1:20 PM -- If wireless technology is a key part of your IT strategy, you may have felt a bit picked on this week.
We're not sure if it's a trend or just coincidence, but security researchers around the globe have had mobile technology in their sights in recent days, and the result is a growing list of vulnerabilities that IT administrators should examine closely.
First, a researcher from France Telecom SA (NYSE: FTE) discovered the first remotely exploitable 802.11 WiFi bug on a Linux machine. The kernel stack-overflow bug, which is in the open-source MadWiFi Linux kernel device driver, lets an attacker run malicious code remotely on an infected machine -- and the infected machine doesn't even have to be on a WiFi network to get "owned." (See Critical WiFi Bug Found on Linux.) The vulnerability is far from the first to be found in 802.11 environments, which were supposed to make WiFi safer.
Then, in Germany, three researchers from the Darmstadt University of Technology demonstrated their ability to extract a WEP encryption key from an intercepted stream of data in about three seconds. The demonstration was the fastest-ever crack of the popular WEP technology, which was first shown to be flawed more than five years ago. (See Researchers Put Nail in WEP's Coffin.)
Elsewhere in Europe, researchers were demonstrating a new, low-cost prototype sniffer based on a $30 Bluetooth USB dongle. The dongle's developers say their finding opens the door for open-source freebie sniffing tools for Bluetooth researchers -- in fact, they were able to crack a commercial sniffer package and copy and load it onto a USB stick. (See Hacking Bluetooth With a USB Stick .)
Here in the U.S., two security firms reported that vulnerabilities in emerging mobile and cellular technologies -- combined with the increasing ubiquity of the devices across the globe -- are making the wireless phone a more attractive target than ever for hackers.
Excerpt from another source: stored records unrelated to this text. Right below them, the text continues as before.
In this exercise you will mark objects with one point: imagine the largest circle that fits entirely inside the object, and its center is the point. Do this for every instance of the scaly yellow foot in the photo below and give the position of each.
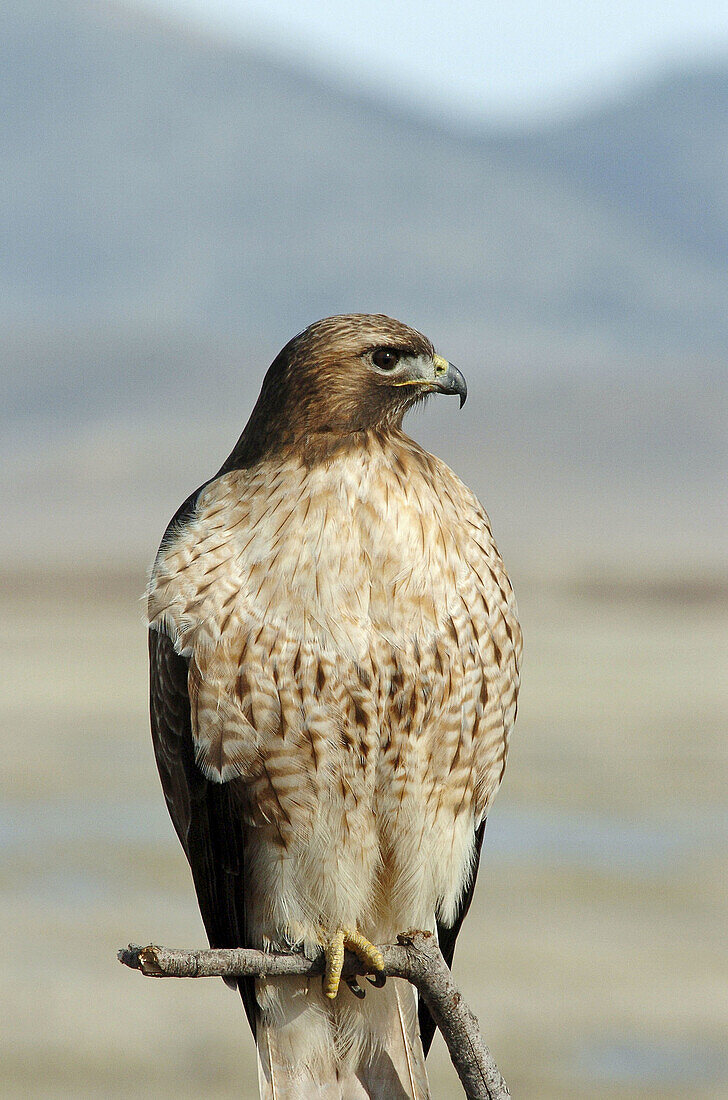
(348, 938)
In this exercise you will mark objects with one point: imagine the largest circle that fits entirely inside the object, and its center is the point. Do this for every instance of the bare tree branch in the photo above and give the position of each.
(415, 957)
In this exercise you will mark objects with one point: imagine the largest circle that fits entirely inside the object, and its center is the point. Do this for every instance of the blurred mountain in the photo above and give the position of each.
(173, 208)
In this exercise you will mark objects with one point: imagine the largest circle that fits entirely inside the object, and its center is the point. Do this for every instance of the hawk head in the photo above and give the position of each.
(342, 375)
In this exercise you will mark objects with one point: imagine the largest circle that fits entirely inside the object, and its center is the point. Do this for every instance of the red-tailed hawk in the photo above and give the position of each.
(334, 653)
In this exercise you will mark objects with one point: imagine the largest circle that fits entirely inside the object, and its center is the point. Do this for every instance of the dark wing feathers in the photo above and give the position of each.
(203, 814)
(448, 935)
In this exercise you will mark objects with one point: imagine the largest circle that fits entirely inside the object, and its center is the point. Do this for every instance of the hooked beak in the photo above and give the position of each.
(449, 380)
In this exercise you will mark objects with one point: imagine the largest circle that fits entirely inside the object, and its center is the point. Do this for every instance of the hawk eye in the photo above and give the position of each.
(386, 359)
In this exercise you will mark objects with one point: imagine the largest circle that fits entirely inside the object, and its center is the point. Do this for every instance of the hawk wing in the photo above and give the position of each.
(205, 817)
(448, 935)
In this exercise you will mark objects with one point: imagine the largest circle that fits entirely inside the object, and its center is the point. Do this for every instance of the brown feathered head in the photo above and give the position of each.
(342, 375)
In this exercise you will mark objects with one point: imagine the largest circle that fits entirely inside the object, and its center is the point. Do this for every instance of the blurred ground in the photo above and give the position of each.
(595, 952)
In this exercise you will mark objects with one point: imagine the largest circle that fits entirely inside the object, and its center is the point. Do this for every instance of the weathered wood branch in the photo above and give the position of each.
(415, 957)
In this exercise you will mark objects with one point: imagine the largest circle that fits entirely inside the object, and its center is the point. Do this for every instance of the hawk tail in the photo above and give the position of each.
(310, 1048)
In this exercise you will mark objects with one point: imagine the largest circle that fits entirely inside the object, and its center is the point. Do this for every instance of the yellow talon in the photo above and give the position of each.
(353, 941)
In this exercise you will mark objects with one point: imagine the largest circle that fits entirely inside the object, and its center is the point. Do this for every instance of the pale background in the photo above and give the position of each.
(544, 193)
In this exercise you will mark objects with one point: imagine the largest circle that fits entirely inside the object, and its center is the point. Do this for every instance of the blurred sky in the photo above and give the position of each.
(505, 61)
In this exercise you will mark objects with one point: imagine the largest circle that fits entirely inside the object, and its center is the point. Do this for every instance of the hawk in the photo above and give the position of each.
(334, 663)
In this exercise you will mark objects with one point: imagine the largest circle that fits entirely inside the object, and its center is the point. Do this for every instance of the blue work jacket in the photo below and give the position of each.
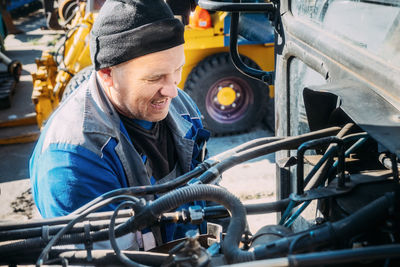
(84, 150)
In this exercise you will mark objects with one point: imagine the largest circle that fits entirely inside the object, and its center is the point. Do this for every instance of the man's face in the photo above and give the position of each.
(142, 88)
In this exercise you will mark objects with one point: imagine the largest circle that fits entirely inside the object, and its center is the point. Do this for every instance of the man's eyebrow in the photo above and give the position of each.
(154, 75)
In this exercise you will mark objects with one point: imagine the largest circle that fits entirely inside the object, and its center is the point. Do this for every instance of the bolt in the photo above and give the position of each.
(396, 118)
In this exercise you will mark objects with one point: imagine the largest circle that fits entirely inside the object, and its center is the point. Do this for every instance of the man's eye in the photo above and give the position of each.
(153, 79)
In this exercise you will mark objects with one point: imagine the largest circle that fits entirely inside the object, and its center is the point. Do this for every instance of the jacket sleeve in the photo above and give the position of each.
(64, 177)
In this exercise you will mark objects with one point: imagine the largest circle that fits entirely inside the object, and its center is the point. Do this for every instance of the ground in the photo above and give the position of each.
(251, 181)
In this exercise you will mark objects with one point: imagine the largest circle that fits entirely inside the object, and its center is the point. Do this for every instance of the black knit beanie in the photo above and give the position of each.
(127, 29)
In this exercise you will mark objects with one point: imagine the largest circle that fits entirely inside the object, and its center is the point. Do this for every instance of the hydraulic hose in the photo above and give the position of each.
(200, 192)
(330, 233)
(150, 189)
(287, 143)
(52, 230)
(108, 258)
(245, 146)
(365, 254)
(103, 215)
(162, 188)
(215, 212)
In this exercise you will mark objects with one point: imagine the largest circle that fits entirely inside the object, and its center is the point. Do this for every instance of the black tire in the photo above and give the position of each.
(82, 76)
(216, 74)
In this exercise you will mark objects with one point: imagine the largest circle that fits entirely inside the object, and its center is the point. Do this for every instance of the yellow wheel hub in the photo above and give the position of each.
(226, 96)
McAfee Inc. (NYSE: MFE)'s Avert Labs predicted that the number of mobile malware attacks targeted at smartphones and wireless PDAs will double by the end of this year. Mobile security vendor Sipera Systems reported a number of vulnerabilities in dualmode cellular and WiFi phone systems. (See Mobile Phones: Hackers' Next Target.)
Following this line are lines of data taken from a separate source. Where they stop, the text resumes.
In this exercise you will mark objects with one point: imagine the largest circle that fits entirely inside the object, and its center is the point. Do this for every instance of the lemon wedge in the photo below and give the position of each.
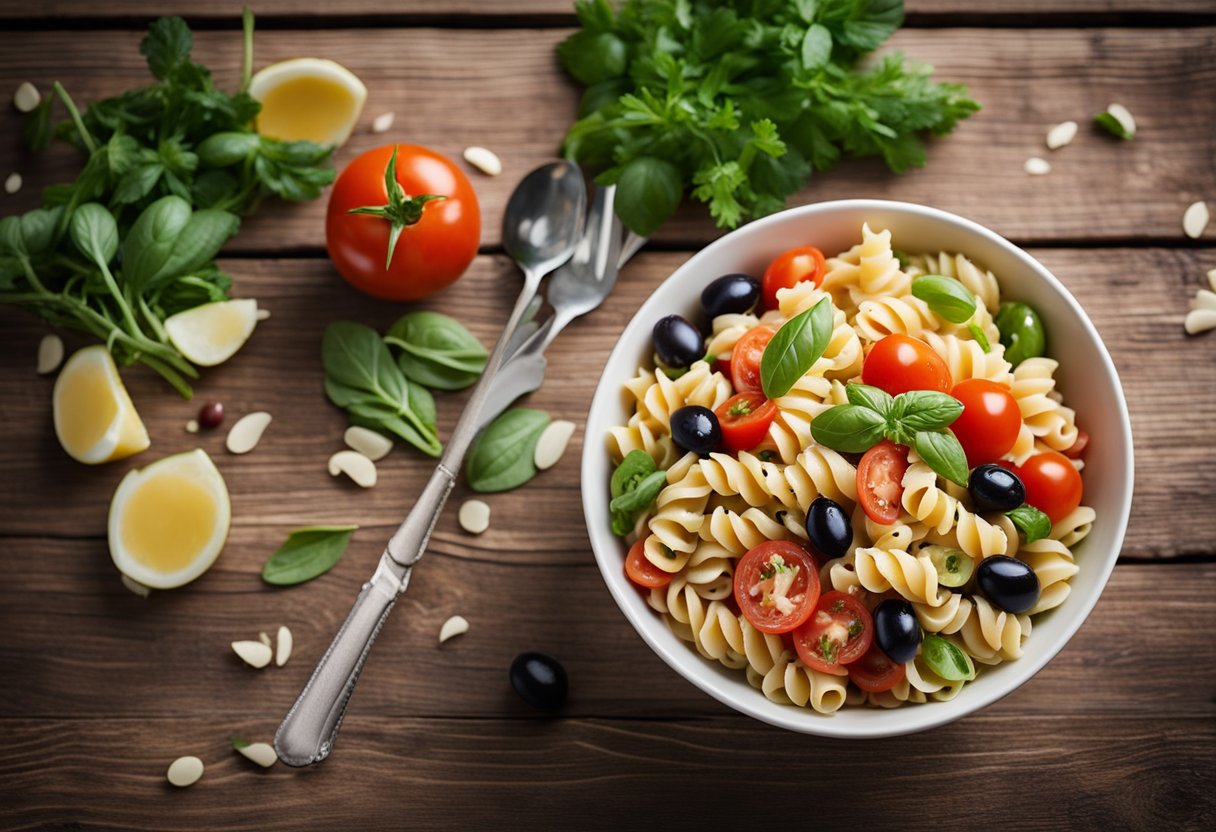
(308, 99)
(168, 522)
(212, 333)
(94, 416)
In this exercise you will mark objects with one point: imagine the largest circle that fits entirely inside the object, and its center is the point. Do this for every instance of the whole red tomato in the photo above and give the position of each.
(403, 223)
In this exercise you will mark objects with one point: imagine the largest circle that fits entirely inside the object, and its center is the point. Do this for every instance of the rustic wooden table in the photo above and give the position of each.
(100, 690)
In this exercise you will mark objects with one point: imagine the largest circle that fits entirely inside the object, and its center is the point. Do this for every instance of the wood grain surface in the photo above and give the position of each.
(101, 690)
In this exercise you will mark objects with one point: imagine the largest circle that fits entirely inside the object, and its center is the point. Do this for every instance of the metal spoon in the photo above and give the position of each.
(540, 230)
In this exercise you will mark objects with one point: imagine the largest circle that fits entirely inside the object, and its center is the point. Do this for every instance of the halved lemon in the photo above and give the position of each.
(168, 522)
(94, 416)
(308, 99)
(212, 333)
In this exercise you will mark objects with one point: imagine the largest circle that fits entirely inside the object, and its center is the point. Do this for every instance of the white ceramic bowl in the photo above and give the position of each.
(1086, 376)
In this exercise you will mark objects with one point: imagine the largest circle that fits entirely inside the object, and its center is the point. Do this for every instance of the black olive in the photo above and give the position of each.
(730, 293)
(829, 528)
(696, 429)
(1008, 583)
(539, 680)
(677, 342)
(896, 630)
(996, 489)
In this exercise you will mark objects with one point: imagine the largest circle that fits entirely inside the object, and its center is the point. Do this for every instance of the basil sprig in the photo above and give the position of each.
(635, 483)
(918, 419)
(1031, 522)
(798, 344)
And in Amsterdam, independent researcher Adam Laurie demonstrated how he reprogrammed RFID tags and could duplicate a legitimate user's building cardkey at Black Hat Europe. Laurie said he developed the exploit simply by reading the RFID manufacturers' data sheets. (See RFID Under Attack Again.)
What's the lesson of this week of wireless bugs? That while wireless may be convenient -- and sometimes even more efficient than wired technology -- it should be approached slowly and carefully, with one eye on the vulnerabilities it may expose in your network. As with many emerging technologies, what's good for the end user may mean a lot of new headaches for security managers.